Further, Auxin said, certain solar cell and module processors in Cambodia, Malaysia, Thailand, and Vietnam obtained needed materials, such as silicon wafers, silver paste, silane, solar glass, aluminum frames, junction boxes, ethylene vinyl acetate, and backsheets, from China “either from, or with the assistance of, their Chinese parent solar conglomerates”
In its filing with the Department of Commerce, Auxin also submitted a BloombergNEF report stating that 70 percent of the actual value of the solar equipment imported into the United States from Southeast Asia accrues to China where key, pre-assembly steps take place.

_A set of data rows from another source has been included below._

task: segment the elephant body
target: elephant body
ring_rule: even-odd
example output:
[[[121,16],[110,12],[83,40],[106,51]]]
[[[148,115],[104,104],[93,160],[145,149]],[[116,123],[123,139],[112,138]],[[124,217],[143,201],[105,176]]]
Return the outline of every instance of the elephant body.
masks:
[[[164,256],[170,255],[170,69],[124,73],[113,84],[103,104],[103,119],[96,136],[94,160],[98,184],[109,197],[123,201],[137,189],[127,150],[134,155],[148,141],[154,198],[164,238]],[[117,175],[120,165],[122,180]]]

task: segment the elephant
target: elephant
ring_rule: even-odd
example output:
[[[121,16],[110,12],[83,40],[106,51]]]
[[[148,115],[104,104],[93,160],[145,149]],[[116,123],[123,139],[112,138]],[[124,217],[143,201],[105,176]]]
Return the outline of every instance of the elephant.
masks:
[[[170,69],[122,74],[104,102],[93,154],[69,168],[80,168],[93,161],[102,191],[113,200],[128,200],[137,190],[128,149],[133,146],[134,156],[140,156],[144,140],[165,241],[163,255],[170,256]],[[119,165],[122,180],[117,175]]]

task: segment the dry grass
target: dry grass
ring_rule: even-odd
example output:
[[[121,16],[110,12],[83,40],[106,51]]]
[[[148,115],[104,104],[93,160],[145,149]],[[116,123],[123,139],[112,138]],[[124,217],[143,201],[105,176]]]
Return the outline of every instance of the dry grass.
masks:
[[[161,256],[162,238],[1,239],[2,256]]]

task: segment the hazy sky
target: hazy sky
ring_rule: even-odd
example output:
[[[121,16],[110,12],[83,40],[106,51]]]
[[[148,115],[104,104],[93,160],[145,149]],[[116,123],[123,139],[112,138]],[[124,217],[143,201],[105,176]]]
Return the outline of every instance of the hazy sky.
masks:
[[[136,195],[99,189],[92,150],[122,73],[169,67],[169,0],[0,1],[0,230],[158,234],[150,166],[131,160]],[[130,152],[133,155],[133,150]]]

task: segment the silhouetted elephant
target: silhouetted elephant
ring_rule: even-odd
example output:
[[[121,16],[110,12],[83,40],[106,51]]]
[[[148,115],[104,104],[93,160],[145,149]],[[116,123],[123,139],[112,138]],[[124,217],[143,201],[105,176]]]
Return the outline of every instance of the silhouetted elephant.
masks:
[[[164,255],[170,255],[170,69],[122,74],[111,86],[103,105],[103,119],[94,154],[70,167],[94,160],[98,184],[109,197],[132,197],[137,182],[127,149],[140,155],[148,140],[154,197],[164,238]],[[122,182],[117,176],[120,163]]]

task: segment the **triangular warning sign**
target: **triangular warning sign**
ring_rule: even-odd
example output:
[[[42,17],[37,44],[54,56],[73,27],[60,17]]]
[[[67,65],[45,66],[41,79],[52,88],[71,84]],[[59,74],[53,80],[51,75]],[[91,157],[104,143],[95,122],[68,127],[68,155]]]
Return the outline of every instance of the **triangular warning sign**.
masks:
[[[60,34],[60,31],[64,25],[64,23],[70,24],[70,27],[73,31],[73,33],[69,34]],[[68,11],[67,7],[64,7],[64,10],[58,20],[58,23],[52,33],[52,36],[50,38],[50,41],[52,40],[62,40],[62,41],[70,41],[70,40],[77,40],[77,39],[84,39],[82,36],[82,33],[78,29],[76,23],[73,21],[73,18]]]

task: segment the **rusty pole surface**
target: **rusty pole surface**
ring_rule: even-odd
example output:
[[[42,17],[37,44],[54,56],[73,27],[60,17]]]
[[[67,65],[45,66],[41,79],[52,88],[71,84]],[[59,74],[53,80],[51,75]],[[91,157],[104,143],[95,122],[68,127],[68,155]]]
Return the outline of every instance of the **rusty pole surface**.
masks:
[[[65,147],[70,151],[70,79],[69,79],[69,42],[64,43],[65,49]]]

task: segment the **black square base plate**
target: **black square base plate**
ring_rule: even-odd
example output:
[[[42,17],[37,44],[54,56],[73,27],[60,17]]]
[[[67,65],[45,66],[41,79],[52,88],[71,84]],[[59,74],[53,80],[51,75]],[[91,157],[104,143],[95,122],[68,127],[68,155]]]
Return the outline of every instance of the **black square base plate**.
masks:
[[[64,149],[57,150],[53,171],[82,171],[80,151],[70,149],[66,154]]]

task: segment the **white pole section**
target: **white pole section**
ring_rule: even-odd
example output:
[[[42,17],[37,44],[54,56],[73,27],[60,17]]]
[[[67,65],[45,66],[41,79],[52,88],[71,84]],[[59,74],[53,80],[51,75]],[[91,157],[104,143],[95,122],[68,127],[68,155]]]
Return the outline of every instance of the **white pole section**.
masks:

Auxin’s filing also noted that China had invested $643 million to $2.1 billion in polysilicon enrichment facilities while “Chinese solar conglomerates’ investments in solar cell and/or module facilities in the third countries ranged from as little as $7.7 million to a maximum of $160 million.”
In its response to Commerce’s announcement, SEIA said the decision “responds to the self-interests of one company and will lead to more market volatility and job losses. Additional tariffs will cause the loss of 70,000 American jobs, including 11,000 manufacturing jobs.”
SEIA cited a Wood Mackenzie report that argued that higher tariffs on solar components could cause solar deployment to crater by 16 gigawatts annually.